A new model of plasma motion could explain the 11-year cycle behind sunspots and several other previously mysterious properties of the sun, researchers report.
The authors created a model based on their previous work with fusion energy research. The model shows that a thin layer beneath the sun’s surface is key to many of the features we see from Earth, like sunspots, magnetic reversals, and solar flow, and comparisons with observations of the sun back the model up.
“The observational data are key to confirming our picture of how the sun functions,” Jarboe says.
In the new model, a thin layer of magnetic flux and plasma, or free-floating electrons, moves at different speeds on different parts of the sun. The difference in speed between the flows creates twists of magnetism, known as magnetic helicity, that are similar to what happens in some fusion reactor concepts.
“Every 11 years, the sun grows this layer until it’s too big to be stable, and then it sloughs off,” Jarboe says.
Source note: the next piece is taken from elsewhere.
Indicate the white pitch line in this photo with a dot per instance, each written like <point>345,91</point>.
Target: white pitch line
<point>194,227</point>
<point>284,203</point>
Its departure exposes the lower layer of plasma moving in the opposite direction with a flipped magnetic field.
When the circuits in both hemispheres are moving at the same speed, more sunspots appear. When the circuits are different speeds, there is less sunspot activity. That mismatch, Jarboe says, may have happened during the decades of little sunspot activity known as the “Maunder Minimum.”
“If the two hemispheres rotate at different speeds, then the sunspots near the equator won’t match up, and the whole thing will die,” Jarboe says.